I have created a content based recommender, which will recommend 10 similar products based on their description. Now I want to evaluate its accuracy and efficiency. Everything works well till now when I want to evaluate the accuracy of the system. Some formulas that I found on Google just evaluate the accuracy based on rating values (comparing predicted rating and actual rating like RMSE). I did not change similarity score into rating (scale from 1 to 5) so I couldn't apply any formula.

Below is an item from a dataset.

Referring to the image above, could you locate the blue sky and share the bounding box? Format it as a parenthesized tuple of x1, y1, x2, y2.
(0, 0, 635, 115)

I have used cosine similarity and tfidf vectorizer. When I used surprise for cross validation "no raw rating" error occurred. I need some parameter to evaluate the recommendation system accuracy and efficiency.
Code for tfidf:
from sklearn.feature_extraction.text import TfidfVectorizer
##remove stop words
tfidf=TfidfVectorizer(stop_words='english')
###replace non with empty string NaN
df1['product_desc']=df1['product_desc'].fillna('')
##construct tfidf
tfidf_matrix=tfidf.fit_transform(df1['product_desc'])
tfidf_matrix.shape
and cosine similiarity
###cosine similarity
from sklearn.metrics.pairwise import linear_kernel
cosine_sim=linear_kernel(tfidf_matrix, tfidf_matrix)
###create reverse map
indices=pd.Series(df1.index,index=df1['product_name']).drop_duplicates()
def get_recommendation(title, cosine_sim=cosine_sim):
idx=indices[title]
sim_score=list(enumerate(cosine_sim[idx]))
sim_score=sorted(sim_score, key=lambda x:x[1], reverse=True)
sim_score=sim_score[1:2]
p_indices=[i[0] for i in sim_score]
name=df1['product_name'].iloc[p_indices]
return idx
so need some formula to evaluate content based recommender